A Berlino, è di qualche giorno fa la notizia che i cristiano democratici, attualmente all’opposizione, hanno definitivamente scelto una posizione più dura sull’immigrazione. È stato infatti presentato un documento in cui sono proposte misure draconiane per limitare il numero di richiedenti asilo che entrano in Germania e in Europa. Nel documento si chiede anche che i richiedenti asilo siano trasferiti in “paesi terzi sicuri” per l’elaborazione delle loro richieste, con un meccanismo che ricorda la soluzione “ruandese” del premier britannico Sunak e che mette decisamente fine all’eredità politica della Merkel.

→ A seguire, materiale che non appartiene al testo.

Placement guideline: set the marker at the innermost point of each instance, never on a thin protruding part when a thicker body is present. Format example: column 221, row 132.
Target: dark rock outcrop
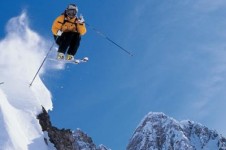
column 65, row 139
column 158, row 131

Ma la situazione è completamente diversa dai tempi di Angela, fosse solo che i sondaggi nazionali danno ormai l’estrema destra dell’AfD al 22%. Anche ad Atene infine il tema della migrazione tiene banco. Ieri è stata approvata una nuova legge che garantirà a circa 30mila migranti privi di documenti il diritto a un permesso triennale di lavoro, con l’obiettivo di colmare la mancanza di manodopera, in particolare in agricoltura, turismo e edilizia. Il governo di centro-destra è riuscito alla fine a far approvare un approccio così pragmatico grazie ad un accordo bipartisan, nonostante le fortissime resistenze anche all’interno di Nuova Democrazia, il partito del premier Mitsotakis, capitanate dall’ex primo ministro Antonis Samaras.